The inflammatory reaction caused by oxidative stress is a potential cause of fatty liver deterioration into steatohepatitis (NASH).11 In a large controlled study, vitamin E supplementation improved nonalcoholic fatty liver disease (43% vs. 19% placebo group) and reduced multiple liver tissue test indexes (including ALT, AST, hepatic lobular inflammation, hepatic steatosis).
12. Reduce the incidence of Amyotrophic lateral sclerosis (ALS)
Phenomenorrhea is a progressive neurodegenerative disease (mainly the destruction of nerve cells in the brain and spinal cord), and it leads to atrophy and uncontrollable muscle atrophy the incidence of the disease is about two ten thousandths of the population, a well-known physics The scientist Stephen Hawking is one of the patients.
As the disease progresses, patients will lose their ability to speak, eat, move, or even breathe, and cause suffocation to lose their lives. Because there is currently no effective treatment, they are known as the world’s top five terminal diseases (others are cancer, AIDS, Leukemia, rheumatoid).

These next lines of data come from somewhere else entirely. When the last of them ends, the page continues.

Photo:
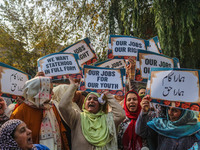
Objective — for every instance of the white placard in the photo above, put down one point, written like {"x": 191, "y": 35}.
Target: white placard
{"x": 59, "y": 64}
{"x": 113, "y": 63}
{"x": 175, "y": 85}
{"x": 126, "y": 46}
{"x": 148, "y": 61}
{"x": 103, "y": 79}
{"x": 83, "y": 51}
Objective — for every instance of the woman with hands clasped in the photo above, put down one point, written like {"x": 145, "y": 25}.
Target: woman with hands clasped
{"x": 93, "y": 128}
{"x": 178, "y": 131}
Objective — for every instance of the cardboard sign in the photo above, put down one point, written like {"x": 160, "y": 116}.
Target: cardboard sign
{"x": 99, "y": 78}
{"x": 175, "y": 87}
{"x": 113, "y": 63}
{"x": 154, "y": 45}
{"x": 126, "y": 45}
{"x": 57, "y": 64}
{"x": 84, "y": 50}
{"x": 147, "y": 60}
{"x": 12, "y": 80}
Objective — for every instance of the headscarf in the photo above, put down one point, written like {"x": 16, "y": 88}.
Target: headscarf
{"x": 37, "y": 93}
{"x": 186, "y": 125}
{"x": 3, "y": 117}
{"x": 94, "y": 126}
{"x": 130, "y": 137}
{"x": 6, "y": 134}
{"x": 58, "y": 93}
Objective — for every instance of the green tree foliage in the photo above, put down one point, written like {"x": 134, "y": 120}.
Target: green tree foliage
{"x": 176, "y": 23}
{"x": 46, "y": 26}
{"x": 132, "y": 17}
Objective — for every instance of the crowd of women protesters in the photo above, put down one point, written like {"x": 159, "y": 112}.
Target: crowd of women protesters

A recent large-scale observation in the UK found that the long-term consumption of vitamin E can significantly reduce the incidence of gradual freezing of people by 36%, so it is regarded as a feasible method to prevent such diseases.
Are there any side effects of vitamin E?
When taken in appropriate doses, oral vitamin E is generally considered safe. Most people take the recommended dose of 15 mg (22.5 IU) daily without any side effects.
However, it should be noted that possible side effects reported after taking high doses of vitamin E include: nausea, diarrhea, stomach cramps, fatigue, weakness, headache, sarcosinuria, blurred vision, rash, bruising, and bleeding.
Stop taking high-dose vitamin E two to four weeks before surgery, including dental surgery, to reduce the risk of bleeding.
Patients with common retinitis pigmentosa should avoid taking high-dose vitamin E supplements (400 IU or more per day may accelerate the loss of retinal function).
Suffering from the following symptoms (eg bleeding disorders, vitamin K deficiency, diabetes, previous heart attack or stroke history, head and neck cancer, liver disease), do not take high-dose vitamin E, or consult before use Doctors, unauthorized use may cause worsening of symptoms, bleeding or unknown risks.
Do not use it in combination with anticoagulants and antiplatelet drugs, which may increase the risk of bleeding. The relevant drug names are aspirin, clopidogrel, diclofenac, ibuprofen, naproxen, dalteparin, enoxaparin, warfarin.
Do not use in combination with drugs that need to be metabolized by cytochrome P450 3A4 enzymes. Vitamin E may increase the rate at which the liver breaks down certain drugs, thereby reducing efficacy. Relevant pharmaceutical scientific names such as lovastatin, ketoconazole, itraconazole, fexofenadine, triazolam.
Do not combine with immunosuppressant: Cyclosporine. Vitamin E may increase the amount of cyclosporine absorbed by the body and increase the possibility of side effects.
High doses of vitamin E may affect the efficacy of chemotherapy drugs.
Where to buy high-quality natural vitamin E capsules?